In her concession speech, Harris said “sometimes the fight takes a while,” and that feels painstakingly true with this result.
As I rack my brain for ways to cope with the thought of our ongoing fight, what seems to help is to look back through history and hold onto words from those who came before me. Those who have fought injustice in the past have much to teach my generation on how to channel our grief and anger into good.
“As long as we are not living in our full humanity, we cannot create a world for humanity.” ~Tarana Burke, American activist and creator of the MeToo movement
“I myself cried when I got angry, then became unable to explain why I was angry in the first place. Later I would discover this was endemic among female human beings. Anger is supposed to be “unfeminine” so we suppress it -until it overflows.” ~ Gloria Steinem, American journalist and social-political activist
“And I cried… for all of the women who stretched their bodies for civilizations, only to find ruins.” ~ Sonia Sanchez, American poet and leading figure in the Black Arts Movement.
“Eternal vigilance is the price of liberty, and it does seem to me that notwithstanding all these social agencies and activities there is not that vigilance which should be exercised in the preservation of our rights.” ~ Ida B. Wells, American investigative journalist, sociologist, educator, and early leader in the civil rights movement.
In the coming days, we’re going to hear from analysts and experts who look back to figure out where the Harris campaign took a wrong turn. There will be plenty of speculation as well as much-needed collective discussion on how to move forward.
The work never ends, and we will always need those who are willing to fight the good fight.
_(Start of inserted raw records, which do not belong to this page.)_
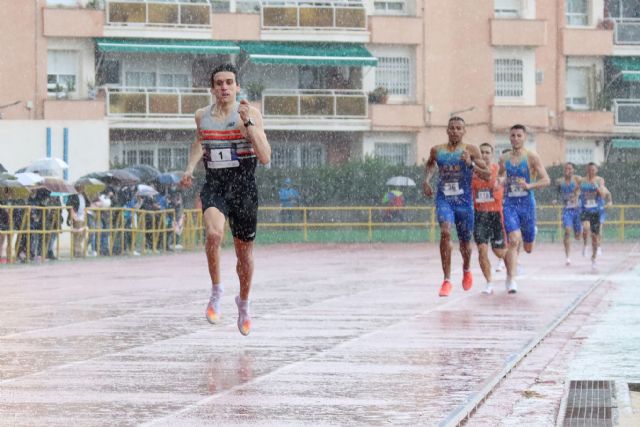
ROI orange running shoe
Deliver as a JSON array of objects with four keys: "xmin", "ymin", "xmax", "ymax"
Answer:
[
  {"xmin": 438, "ymin": 280, "xmax": 452, "ymax": 297},
  {"xmin": 462, "ymin": 271, "xmax": 473, "ymax": 291},
  {"xmin": 205, "ymin": 286, "xmax": 223, "ymax": 324},
  {"xmin": 235, "ymin": 296, "xmax": 251, "ymax": 336}
]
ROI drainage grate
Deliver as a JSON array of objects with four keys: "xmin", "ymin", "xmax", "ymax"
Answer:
[{"xmin": 563, "ymin": 380, "xmax": 615, "ymax": 426}]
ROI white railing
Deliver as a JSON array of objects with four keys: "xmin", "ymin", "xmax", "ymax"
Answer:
[
  {"xmin": 106, "ymin": 0, "xmax": 211, "ymax": 28},
  {"xmin": 261, "ymin": 0, "xmax": 367, "ymax": 30},
  {"xmin": 106, "ymin": 86, "xmax": 212, "ymax": 117},
  {"xmin": 613, "ymin": 18, "xmax": 640, "ymax": 45},
  {"xmin": 614, "ymin": 99, "xmax": 640, "ymax": 126},
  {"xmin": 209, "ymin": 0, "xmax": 260, "ymax": 13},
  {"xmin": 261, "ymin": 89, "xmax": 368, "ymax": 118}
]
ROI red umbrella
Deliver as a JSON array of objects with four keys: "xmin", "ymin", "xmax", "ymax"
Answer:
[{"xmin": 40, "ymin": 177, "xmax": 77, "ymax": 195}]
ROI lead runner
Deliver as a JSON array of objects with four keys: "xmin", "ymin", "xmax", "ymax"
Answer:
[{"xmin": 181, "ymin": 63, "xmax": 271, "ymax": 336}]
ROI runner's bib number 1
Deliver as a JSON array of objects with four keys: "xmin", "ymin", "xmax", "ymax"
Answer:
[{"xmin": 207, "ymin": 148, "xmax": 239, "ymax": 169}]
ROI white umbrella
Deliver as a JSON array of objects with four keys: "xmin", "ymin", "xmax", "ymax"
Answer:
[
  {"xmin": 24, "ymin": 157, "xmax": 68, "ymax": 176},
  {"xmin": 386, "ymin": 176, "xmax": 416, "ymax": 187},
  {"xmin": 15, "ymin": 172, "xmax": 45, "ymax": 186},
  {"xmin": 136, "ymin": 184, "xmax": 158, "ymax": 197}
]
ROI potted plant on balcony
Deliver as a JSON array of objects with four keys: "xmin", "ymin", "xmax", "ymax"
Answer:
[
  {"xmin": 368, "ymin": 86, "xmax": 388, "ymax": 104},
  {"xmin": 245, "ymin": 81, "xmax": 264, "ymax": 101},
  {"xmin": 54, "ymin": 83, "xmax": 67, "ymax": 99}
]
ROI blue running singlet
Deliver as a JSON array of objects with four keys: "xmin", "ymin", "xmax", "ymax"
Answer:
[
  {"xmin": 503, "ymin": 152, "xmax": 537, "ymax": 243},
  {"xmin": 434, "ymin": 145, "xmax": 474, "ymax": 242}
]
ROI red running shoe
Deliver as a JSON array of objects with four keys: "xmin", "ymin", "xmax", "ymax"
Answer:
[
  {"xmin": 438, "ymin": 280, "xmax": 452, "ymax": 297},
  {"xmin": 462, "ymin": 271, "xmax": 473, "ymax": 291}
]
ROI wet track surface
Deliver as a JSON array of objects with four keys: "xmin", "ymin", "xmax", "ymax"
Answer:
[{"xmin": 0, "ymin": 243, "xmax": 637, "ymax": 426}]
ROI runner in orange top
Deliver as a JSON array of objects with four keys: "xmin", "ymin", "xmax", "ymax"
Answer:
[{"xmin": 471, "ymin": 143, "xmax": 507, "ymax": 295}]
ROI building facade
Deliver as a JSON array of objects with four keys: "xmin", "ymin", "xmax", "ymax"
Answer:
[{"xmin": 1, "ymin": 0, "xmax": 639, "ymax": 180}]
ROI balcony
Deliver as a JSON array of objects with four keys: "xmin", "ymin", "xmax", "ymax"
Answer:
[
  {"xmin": 491, "ymin": 105, "xmax": 549, "ymax": 131},
  {"xmin": 44, "ymin": 7, "xmax": 104, "ymax": 37},
  {"xmin": 105, "ymin": 87, "xmax": 211, "ymax": 128},
  {"xmin": 261, "ymin": 89, "xmax": 370, "ymax": 130},
  {"xmin": 614, "ymin": 99, "xmax": 640, "ymax": 126},
  {"xmin": 562, "ymin": 28, "xmax": 613, "ymax": 56},
  {"xmin": 260, "ymin": 0, "xmax": 369, "ymax": 42},
  {"xmin": 491, "ymin": 19, "xmax": 547, "ymax": 46},
  {"xmin": 561, "ymin": 110, "xmax": 614, "ymax": 135},
  {"xmin": 614, "ymin": 18, "xmax": 640, "ymax": 45},
  {"xmin": 104, "ymin": 0, "xmax": 212, "ymax": 38}
]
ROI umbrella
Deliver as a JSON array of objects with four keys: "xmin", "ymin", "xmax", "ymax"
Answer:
[
  {"xmin": 40, "ymin": 177, "xmax": 77, "ymax": 195},
  {"xmin": 0, "ymin": 179, "xmax": 31, "ymax": 200},
  {"xmin": 136, "ymin": 184, "xmax": 158, "ymax": 197},
  {"xmin": 0, "ymin": 163, "xmax": 6, "ymax": 173},
  {"xmin": 125, "ymin": 165, "xmax": 161, "ymax": 183},
  {"xmin": 386, "ymin": 176, "xmax": 416, "ymax": 187},
  {"xmin": 86, "ymin": 170, "xmax": 140, "ymax": 185},
  {"xmin": 155, "ymin": 171, "xmax": 183, "ymax": 185},
  {"xmin": 15, "ymin": 172, "xmax": 45, "ymax": 186},
  {"xmin": 75, "ymin": 177, "xmax": 106, "ymax": 197},
  {"xmin": 23, "ymin": 157, "xmax": 68, "ymax": 177}
]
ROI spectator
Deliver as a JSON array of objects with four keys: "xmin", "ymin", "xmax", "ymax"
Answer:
[
  {"xmin": 278, "ymin": 177, "xmax": 300, "ymax": 223},
  {"xmin": 382, "ymin": 188, "xmax": 405, "ymax": 222},
  {"xmin": 68, "ymin": 185, "xmax": 90, "ymax": 258},
  {"xmin": 0, "ymin": 205, "xmax": 9, "ymax": 264}
]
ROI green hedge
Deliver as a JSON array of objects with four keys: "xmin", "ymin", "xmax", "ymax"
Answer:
[{"xmin": 184, "ymin": 159, "xmax": 639, "ymax": 207}]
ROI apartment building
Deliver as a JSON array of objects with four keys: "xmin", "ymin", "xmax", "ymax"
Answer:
[{"xmin": 1, "ymin": 0, "xmax": 638, "ymax": 180}]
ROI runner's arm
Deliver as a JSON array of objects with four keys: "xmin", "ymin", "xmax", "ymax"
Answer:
[
  {"xmin": 526, "ymin": 152, "xmax": 550, "ymax": 190},
  {"xmin": 467, "ymin": 145, "xmax": 490, "ymax": 180},
  {"xmin": 423, "ymin": 146, "xmax": 438, "ymax": 197},
  {"xmin": 181, "ymin": 110, "xmax": 205, "ymax": 185},
  {"xmin": 240, "ymin": 101, "xmax": 271, "ymax": 165}
]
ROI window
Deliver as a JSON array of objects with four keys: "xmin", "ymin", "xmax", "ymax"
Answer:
[
  {"xmin": 494, "ymin": 0, "xmax": 521, "ymax": 18},
  {"xmin": 98, "ymin": 59, "xmax": 121, "ymax": 86},
  {"xmin": 566, "ymin": 141, "xmax": 595, "ymax": 164},
  {"xmin": 271, "ymin": 143, "xmax": 326, "ymax": 168},
  {"xmin": 119, "ymin": 146, "xmax": 189, "ymax": 171},
  {"xmin": 159, "ymin": 73, "xmax": 189, "ymax": 88},
  {"xmin": 374, "ymin": 143, "xmax": 410, "ymax": 165},
  {"xmin": 566, "ymin": 66, "xmax": 591, "ymax": 110},
  {"xmin": 47, "ymin": 50, "xmax": 78, "ymax": 95},
  {"xmin": 125, "ymin": 71, "xmax": 156, "ymax": 88},
  {"xmin": 566, "ymin": 0, "xmax": 589, "ymax": 26},
  {"xmin": 375, "ymin": 57, "xmax": 411, "ymax": 97},
  {"xmin": 495, "ymin": 58, "xmax": 524, "ymax": 97},
  {"xmin": 374, "ymin": 0, "xmax": 406, "ymax": 15}
]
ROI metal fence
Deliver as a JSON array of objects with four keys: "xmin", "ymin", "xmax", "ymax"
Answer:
[{"xmin": 1, "ymin": 205, "xmax": 639, "ymax": 264}]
Right now, however, those of us who so desperately held hope for America to choose the path of progress should be allowed to sit in our grief.
We could have had the first female US president with Harris, a woman of colour ready to fight for reproductive freedoms, gun safety, small businesses and the environment.
Those of us sitting in a burning house we didn’t choose are allowed to feel rage and anguish. Then, once we’ve acknowledged how much grief comes with taking a step backwards, the fight for our future continues.